Запах неведомого прошлого

   Посвящается моим родным и близким
               

      Усталое остывающее солнце медленно катилось  по белесому небу, намереваясь прилечь на подушку облака, застрявшего в развилине между двух рек Двиной и Витьбой.

      Старый Витебск умиротворенно отдавал тепло, готовясь к вечерней прохладе. Улицы города, плавно сужаясь, уходили вниз  и снова поднимались по пологим холмам. Кирпичные  и деревянные дома, тесно прижавшись друг к другу, вереницей скатывались по ним, чтобы снова появиться и расплыться прозрачной акварелью,  слившись с холмами в яблочном аромате воздуха. Постройки, пленяющие  своей простой красотой, утопали в зелени деревьев, и казалось, что имеют свою душу, впрочем, как и сам город,   приютивший в себе тихих, добрых, трудолюбивых и талантливых людей. Он берег их и закладывал в  сердца нежную любовь, пожизненную память и сладкую тоску,  как будто знал, что всем  им предстоит пережить много боли, трудностей, испытаний и перемен, и большинству никогда не суждено будет вернуться в этот их сказочный мир.

      Все шло к тому, что это должно случиться довольно скоро.  Город поспешал дать  жителям возможность налюбоваться своим небом, яблоневыми садами, красотой  рек, лицами друзей и знакомых, мудрыми  глазами стариков, домами и еще чем-то тонким, родным и близким, неподдающимся описанию.

                ***

      Часы на старой ратуше пробили 7 часов вечера очередного дня более чем тысячелетней жизни города.

      Не очень молодой человек брел по улице Суворова мимо маленьких магазинчиков, приютившихся на первых этажах кирпичных и деревянных построек. Одет он был просто. В поношенной матерчатой кепке с пошарканным козырьком,  в таком же неопределенного цвета пиджаке и серой рубашке-косоворотке с расстегнутой  на худой и морщинистой шее белой пуговицей. Брюки держались на кожаном ремешке, который обхватывал человека выше талии. Штанины были слегка коротковаты и открывали видавшие виды, но начищенные и опрятные ботинки. Вообще, вся одежда, несмотря на внешнюю ветхость, свидетельствовала о тщательном уходе за ней именно женской руки.

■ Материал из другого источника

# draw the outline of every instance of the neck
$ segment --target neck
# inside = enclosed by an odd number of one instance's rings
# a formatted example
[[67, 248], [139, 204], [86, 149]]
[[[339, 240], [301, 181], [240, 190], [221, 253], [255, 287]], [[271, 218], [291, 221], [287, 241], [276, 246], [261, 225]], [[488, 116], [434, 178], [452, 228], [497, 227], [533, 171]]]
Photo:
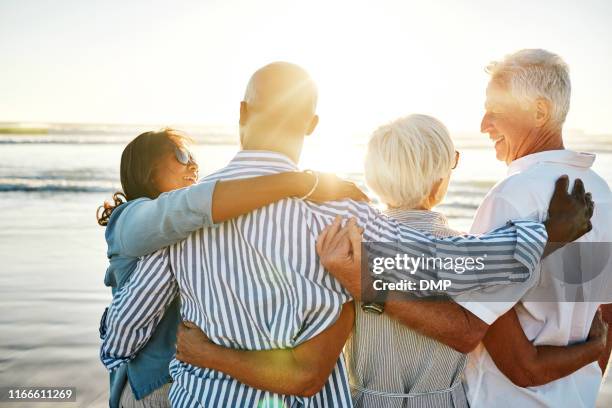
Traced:
[[242, 150], [268, 150], [289, 157], [297, 164], [300, 161], [304, 136], [279, 135], [266, 133], [265, 135], [245, 134], [241, 137]]
[[519, 149], [520, 153], [515, 159], [520, 159], [521, 157], [534, 153], [565, 149], [565, 146], [563, 145], [563, 135], [560, 128], [534, 128], [523, 140], [525, 143], [529, 143], [529, 145]]

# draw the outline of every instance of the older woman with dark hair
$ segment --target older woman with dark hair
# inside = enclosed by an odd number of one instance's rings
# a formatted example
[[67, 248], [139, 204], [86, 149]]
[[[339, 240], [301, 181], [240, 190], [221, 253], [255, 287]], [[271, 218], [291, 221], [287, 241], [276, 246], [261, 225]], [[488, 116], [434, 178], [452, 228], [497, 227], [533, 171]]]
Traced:
[[[104, 283], [113, 295], [130, 279], [138, 257], [178, 242], [192, 231], [214, 227], [287, 197], [314, 201], [367, 197], [335, 176], [289, 172], [242, 180], [196, 183], [198, 164], [191, 139], [176, 130], [146, 132], [121, 156], [122, 193], [98, 209], [106, 227], [109, 266]], [[146, 307], [146, 306], [145, 306]], [[138, 317], [134, 317], [137, 319]], [[147, 345], [110, 373], [110, 406], [169, 406], [170, 374], [179, 323], [178, 297]], [[106, 328], [102, 318], [100, 334]]]

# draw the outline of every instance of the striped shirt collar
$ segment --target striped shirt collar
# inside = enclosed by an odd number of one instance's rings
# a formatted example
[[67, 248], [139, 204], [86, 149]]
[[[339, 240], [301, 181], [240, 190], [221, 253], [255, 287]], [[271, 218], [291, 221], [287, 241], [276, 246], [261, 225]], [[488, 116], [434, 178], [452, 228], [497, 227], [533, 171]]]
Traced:
[[385, 215], [401, 223], [428, 222], [433, 227], [448, 228], [448, 219], [444, 214], [429, 210], [405, 210], [401, 208], [388, 208], [383, 211]]
[[281, 171], [299, 171], [289, 157], [268, 150], [241, 150], [229, 162], [232, 167], [274, 167]]

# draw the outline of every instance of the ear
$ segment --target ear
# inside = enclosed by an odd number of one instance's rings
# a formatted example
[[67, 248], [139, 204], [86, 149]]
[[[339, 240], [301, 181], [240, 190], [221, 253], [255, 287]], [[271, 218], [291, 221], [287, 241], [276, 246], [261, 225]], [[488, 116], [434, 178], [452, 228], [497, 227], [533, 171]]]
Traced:
[[542, 127], [550, 120], [551, 109], [550, 102], [544, 98], [538, 98], [536, 100], [536, 113], [535, 120], [536, 126]]
[[308, 128], [306, 129], [306, 135], [310, 136], [312, 132], [314, 132], [315, 128], [319, 124], [319, 115], [314, 115], [308, 124]]
[[240, 126], [244, 126], [246, 124], [248, 117], [249, 117], [249, 105], [245, 101], [242, 101], [240, 102], [240, 120], [238, 122], [240, 123]]

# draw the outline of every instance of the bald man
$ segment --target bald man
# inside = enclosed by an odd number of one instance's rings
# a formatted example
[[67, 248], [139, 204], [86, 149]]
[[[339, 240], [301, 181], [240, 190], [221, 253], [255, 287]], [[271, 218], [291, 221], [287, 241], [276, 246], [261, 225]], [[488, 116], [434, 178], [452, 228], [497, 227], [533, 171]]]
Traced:
[[[259, 69], [240, 104], [242, 150], [204, 181], [297, 171], [304, 137], [318, 123], [316, 102], [316, 86], [302, 68], [277, 62]], [[142, 258], [108, 310], [106, 361], [118, 366], [142, 348], [178, 294], [183, 320], [203, 330], [216, 349], [200, 352], [197, 341], [178, 341], [170, 364], [173, 406], [352, 406], [341, 351], [353, 326], [353, 304], [315, 249], [318, 235], [338, 216], [356, 218], [367, 241], [422, 244], [417, 252], [407, 249], [414, 257], [480, 240], [435, 239], [364, 202], [281, 200]], [[530, 222], [482, 236], [490, 243], [481, 246], [500, 250], [500, 265], [507, 266], [499, 276], [492, 271], [487, 284], [530, 276], [543, 247], [518, 249], [517, 237], [527, 230], [546, 240], [544, 225]]]

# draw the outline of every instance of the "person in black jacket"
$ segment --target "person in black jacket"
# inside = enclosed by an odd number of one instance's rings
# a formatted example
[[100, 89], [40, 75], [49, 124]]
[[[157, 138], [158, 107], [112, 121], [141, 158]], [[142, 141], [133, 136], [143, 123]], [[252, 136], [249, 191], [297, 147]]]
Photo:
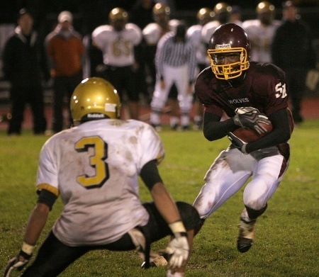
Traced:
[[303, 120], [301, 110], [306, 79], [308, 71], [315, 68], [315, 51], [309, 26], [300, 19], [293, 2], [287, 1], [282, 6], [284, 21], [275, 33], [272, 57], [286, 73], [293, 120], [300, 123]]
[[20, 135], [23, 113], [30, 103], [33, 115], [33, 132], [43, 134], [47, 128], [44, 115], [41, 81], [50, 78], [43, 43], [33, 30], [33, 18], [25, 9], [20, 10], [15, 33], [7, 40], [3, 53], [5, 79], [11, 83], [12, 118], [8, 135]]

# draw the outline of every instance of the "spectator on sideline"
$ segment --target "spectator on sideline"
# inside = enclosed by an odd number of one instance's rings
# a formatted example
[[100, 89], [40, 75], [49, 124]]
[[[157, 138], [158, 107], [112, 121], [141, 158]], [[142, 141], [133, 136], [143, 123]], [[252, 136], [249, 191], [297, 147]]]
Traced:
[[[51, 75], [54, 79], [52, 131], [64, 128], [65, 97], [69, 99], [77, 85], [83, 79], [85, 47], [82, 35], [73, 28], [73, 16], [69, 11], [62, 11], [57, 25], [45, 38], [45, 46]], [[68, 101], [67, 101], [68, 103]], [[72, 118], [67, 108], [69, 128]]]
[[274, 19], [274, 6], [266, 1], [256, 7], [257, 19], [250, 19], [242, 23], [252, 44], [250, 60], [272, 62], [272, 43], [276, 28], [281, 24]]
[[202, 40], [206, 45], [208, 44], [211, 35], [215, 32], [216, 28], [229, 22], [232, 7], [227, 3], [220, 2], [215, 5], [213, 11], [215, 14], [214, 20], [205, 24], [201, 30]]
[[138, 65], [134, 47], [142, 40], [142, 30], [128, 21], [128, 12], [114, 8], [108, 14], [109, 25], [97, 27], [92, 33], [92, 41], [103, 52], [104, 68], [101, 77], [114, 84], [121, 101], [126, 93], [129, 117], [138, 119], [140, 91], [135, 77]]
[[[149, 124], [118, 119], [118, 93], [102, 78], [83, 80], [70, 108], [75, 127], [51, 137], [41, 149], [37, 204], [21, 249], [4, 275], [28, 264], [60, 196], [64, 209], [23, 276], [57, 276], [97, 249], [136, 249], [147, 268], [161, 258], [150, 260], [150, 244], [169, 235], [167, 276], [184, 276], [200, 219], [191, 205], [175, 203], [163, 183], [157, 169], [164, 154], [160, 136]], [[153, 202], [141, 203], [138, 176]]]
[[[167, 33], [175, 31], [177, 26], [179, 23], [179, 21], [177, 19], [170, 19], [171, 9], [169, 6], [162, 3], [157, 3], [154, 6], [152, 13], [155, 22], [147, 24], [142, 31], [143, 39], [147, 44], [145, 59], [147, 60], [147, 62], [152, 79], [152, 94], [154, 94], [157, 78], [155, 55], [157, 43], [160, 39]], [[177, 101], [177, 89], [175, 84], [173, 84], [171, 87], [167, 102], [169, 108], [170, 108], [171, 118], [177, 122], [179, 116], [179, 107]], [[157, 128], [157, 129], [158, 130], [160, 128]]]
[[50, 73], [43, 44], [33, 30], [33, 17], [26, 9], [18, 13], [18, 26], [7, 40], [3, 53], [4, 79], [11, 84], [11, 118], [8, 135], [21, 135], [26, 105], [30, 103], [33, 132], [43, 134], [47, 128], [44, 115], [42, 80]]
[[310, 28], [300, 19], [293, 2], [287, 1], [282, 6], [284, 21], [274, 34], [272, 60], [286, 73], [293, 120], [301, 123], [303, 121], [301, 112], [306, 79], [308, 71], [315, 68], [316, 53]]
[[[193, 43], [196, 52], [197, 70], [195, 73], [195, 77], [211, 64], [207, 55], [206, 45], [201, 40], [201, 30], [204, 25], [213, 20], [213, 12], [210, 9], [202, 8], [199, 9], [196, 15], [197, 24], [189, 27], [186, 32], [186, 37]], [[193, 109], [195, 113], [194, 117], [194, 129], [200, 130], [203, 125], [203, 106], [198, 101], [198, 98], [195, 94]]]
[[[85, 47], [82, 35], [73, 28], [73, 16], [68, 11], [57, 17], [55, 30], [45, 38], [49, 66], [54, 78], [52, 131], [58, 132], [64, 128], [65, 96], [67, 103], [73, 91], [83, 79]], [[72, 121], [69, 105], [67, 106], [69, 124]]]
[[181, 125], [183, 130], [189, 129], [196, 60], [196, 50], [186, 37], [186, 31], [185, 24], [181, 23], [175, 32], [164, 35], [157, 44], [155, 58], [157, 80], [150, 115], [150, 123], [157, 129], [161, 125], [162, 109], [173, 84], [177, 88], [181, 117], [180, 122], [177, 117], [171, 117], [171, 128], [177, 130]]
[[[137, 0], [130, 13], [130, 21], [136, 24], [141, 30], [154, 21], [152, 9], [156, 2], [155, 0]], [[135, 72], [138, 89], [147, 104], [152, 99], [154, 86], [150, 72], [150, 64], [154, 63], [154, 57], [150, 55], [147, 44], [142, 38], [141, 43], [135, 48], [136, 62], [138, 65]]]
[[232, 11], [230, 12], [229, 22], [242, 27], [242, 9], [238, 5], [232, 6]]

      Вся его фигура была не высокая, не мощная, а немного расслабленная. Несколько неорганизованная походка выдавала в этом человеке не столь целенаправленность, сколько мечтательность и склонность к размышлениям. О том же свидетельствовали и глаза, которые смотрели открыто и слегка близоруко сразу на весь мир, а может быть, наоборот, внутрь себя. Что, впрочем, одно и то же. На губах присутствовала едва заметная, чуть насмешливая  улыбка,  выдающая легкую саркастичность и присутствие иронии. Нет, скорее самоиронии.

      Вообще, человек, вероятнее всего, был пришельцем, появившимся на земле, как чаще всего им свойственно, в не совсем подходящем месте и времени.

      Имя его было Лев Моисеевич и  являлось  «переводом» на русский язык еврейского имени, которое не совсем точно отражало суть его характера, придавая некую царственность, пусть даже в фауне.

      На самом деле, по профессии он был кровельщиком-жестянщиком и вместе с двумя братьями, такими же жестянщиками, его можно было видеть работающим на крышах города с листами железа, молотками и гвоздями. Листы железа громыхали от ударов молотка, и этот звук очень напоминал звук грома, который изображали за кулисами местного театра похожим способом. Именно этот театр и его галерка притягивали нашего жестянщика более всего, а так же божественная оперная музыка, многие арии из которой он знал наизусть и часто намурлыкивал, возвращаясь вот так с работы.

      Капнувшая ему на темечко божественная капля интеллигентности в момент  рождения, а может быть «прилета», навек приговорила его душу к мучительной ранимости, почти болезненной совестливости и, заодно,   любви к музыке, истории и литературе. Вероятно  для того, чтобы душа не черствела,   жизнь  медом не казалась, и, вместе с тем было любопытно и  не скучно. Кровельщиком его сделали место и время, и уж, конечно, жизненная необходимость или, как я уже предположил, не совсем удачный момент приземления. Книги он читал и перечитывал уже почти в сумерках, предварительно огладив страницы своими шершавыми пальцами с многочисленными порезами от кромок стальных листов. Он так и засыпал с книгой в руке, пока его жена, красавица Лия, для порядка ворча, заставляла перебраться в постель и бережно прикрывала его одеялом.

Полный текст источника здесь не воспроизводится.